EnJa: Ensemble Jailbreak on Large Language Models
Jiahao Zhang, Zilong Wang, Ruofan Wang, Xingjun Ma, Yu-Gang Jiang
TL;DR
EnJa introduces Ensemble Jailbreak, a three-part framework that fuses prompt-level concealment with token-level adversarial suffix optimization to bypass safety alignment in LLMs. By coupling malicious prompt concealment, a connector template, and enhanced adversarial suffix generation—with regret prevention and a multi-branch search—EnJa delivers high attack effectiveness with reduced queries and demonstrates transfer to black-box models. Empirical results show state-of-the-art attack success across open-source models (Vicuna and LLaMA variants) and meaningful transfer capabilities against GPT-3.5-turbo and GPT-4, underscoring the need for stronger defenses and robust evaluation methods.

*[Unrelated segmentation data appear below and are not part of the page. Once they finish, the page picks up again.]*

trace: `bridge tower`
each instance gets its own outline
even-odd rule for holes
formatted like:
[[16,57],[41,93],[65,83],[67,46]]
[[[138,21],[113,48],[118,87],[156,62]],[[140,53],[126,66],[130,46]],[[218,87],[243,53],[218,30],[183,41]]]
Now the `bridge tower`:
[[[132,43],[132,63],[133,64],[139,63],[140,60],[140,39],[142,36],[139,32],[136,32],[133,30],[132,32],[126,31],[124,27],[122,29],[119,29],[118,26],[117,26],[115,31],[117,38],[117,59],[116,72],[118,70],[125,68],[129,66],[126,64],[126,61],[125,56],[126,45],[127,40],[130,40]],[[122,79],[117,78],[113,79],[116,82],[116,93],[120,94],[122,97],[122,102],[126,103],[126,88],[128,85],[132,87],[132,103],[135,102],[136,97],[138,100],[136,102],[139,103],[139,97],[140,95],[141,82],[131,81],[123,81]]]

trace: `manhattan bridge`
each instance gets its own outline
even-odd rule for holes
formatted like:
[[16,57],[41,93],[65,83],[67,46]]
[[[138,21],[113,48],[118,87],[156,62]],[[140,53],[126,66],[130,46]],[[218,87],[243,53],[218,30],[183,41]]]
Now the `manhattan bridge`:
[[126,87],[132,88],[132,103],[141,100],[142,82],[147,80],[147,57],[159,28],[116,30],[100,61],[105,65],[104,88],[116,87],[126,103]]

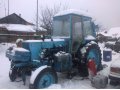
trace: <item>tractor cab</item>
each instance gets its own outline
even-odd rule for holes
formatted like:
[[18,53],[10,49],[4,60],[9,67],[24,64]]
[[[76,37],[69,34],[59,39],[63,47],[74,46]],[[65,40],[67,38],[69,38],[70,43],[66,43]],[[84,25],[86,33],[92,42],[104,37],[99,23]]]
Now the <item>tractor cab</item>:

The work highlights practical risks in current safety pipelines and motivates development of detection strategies and safer alignment practices for future LLM deployments.
Abstract
As Large Language Models (LLMs) are increasingly being deployed in safety-critical applications, their vulnerability to potential jailbreaks -- malicious prompts that can disable the safety mechanism of LLMs -- has attracted growing research attention. While alignment methods have been proposed to protect LLMs from jailbreaks, many have found that aligned LLMs can still be jailbroken by carefully crafted malicious prompts, producing content that violates policy regulations. Existing jailbreak attacks on LLMs can be categorized into prompt-level methods which make up stories/logic to circumvent safety alignment and token-level attack methods which leverage gradient methods to find adversarial tokens. In this work, we introduce the concept of Ensemble Jailbreak and explore methods that can integrate prompt-level and token-level jailbreak into a more powerful hybrid jailbreak attack. Specifically, we propose a novel EnJa attack to hide harmful instructions using prompt-level jailbreak, boost the attack success rate using a gradient-based attack, and connect the two types of jailbreak attacks via a template-based connector. We evaluate the effectiveness of EnJa on several aligned models and show that it achieves a state-of-the-art attack success rate with fewer queries and is much stronger than any individual jailbreak.